Cause-specific admissions
There was strong evidence that people with eating disorders had elevated rates of admissions across all physical health-related causes. Rate ratios were most elevated for admissions for accidents, injuries, and substance misuse (mIRR: 5.26, 95%CI: 5.24 – 6.29), followed by emergency admissions (mIRR: 1.67. 95%CI: 1.62 – 1.72), and planned admissions (mIRR: 2.35, 95%CI: 2.25 – 2.46). Overall, we observed this pattern across all diagnoses (Table 4).

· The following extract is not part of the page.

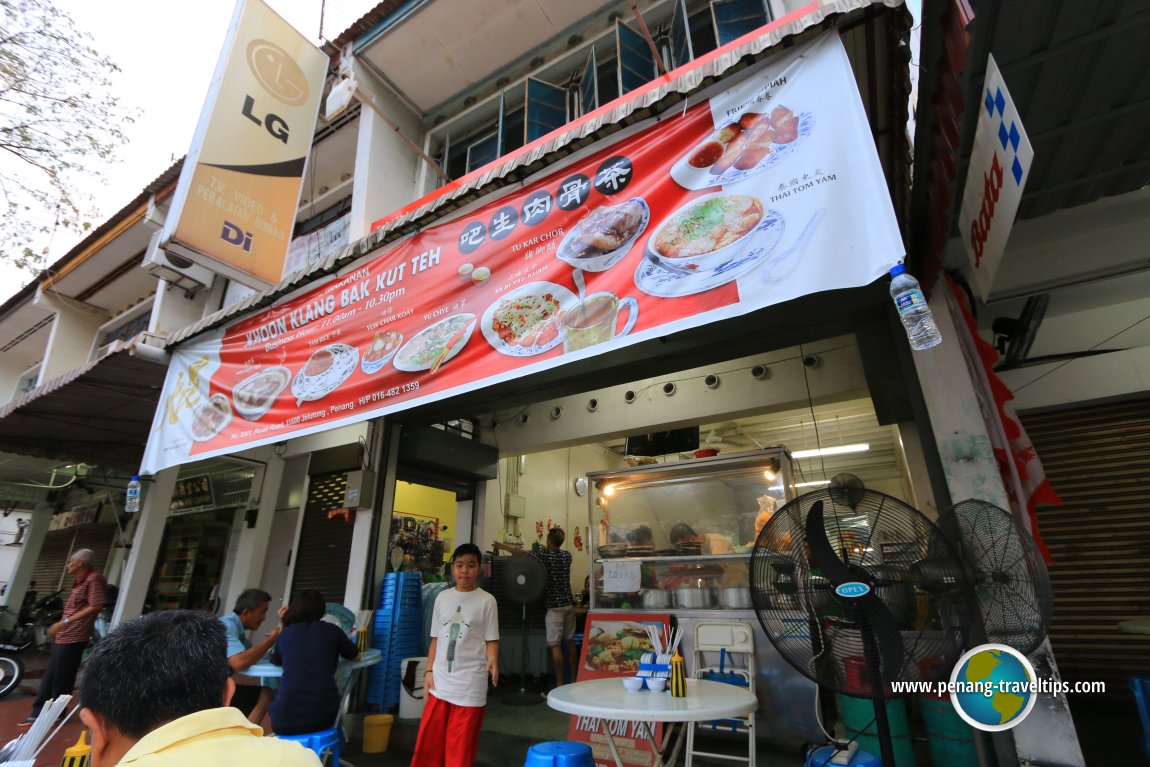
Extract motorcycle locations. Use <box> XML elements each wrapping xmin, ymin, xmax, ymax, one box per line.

Patients with anorexia nervosa (mIRR: 7.07, 95%CI: 6.20 – 8.05) and bulimia nervosa (mIRR: 6.42, 95%CI: 5.53 – 7.42) had the most elevated rate ratios for emergency admissions for accidents, injuries, and substance misuse, whereas other emergency admissions were most elevated for patients with anorexia nervosa (mIRR: 3.11, 95%CI: 2.89 – 3.34) and EDNOS (mIRR: 2.49, 95%CI: 2.32 – 2.66). Incidence rate ratios of planned admissions were highest for patients with EDNOS (mIRR: 2.16, 95%CI: 2.05 – 2.23, Table 4).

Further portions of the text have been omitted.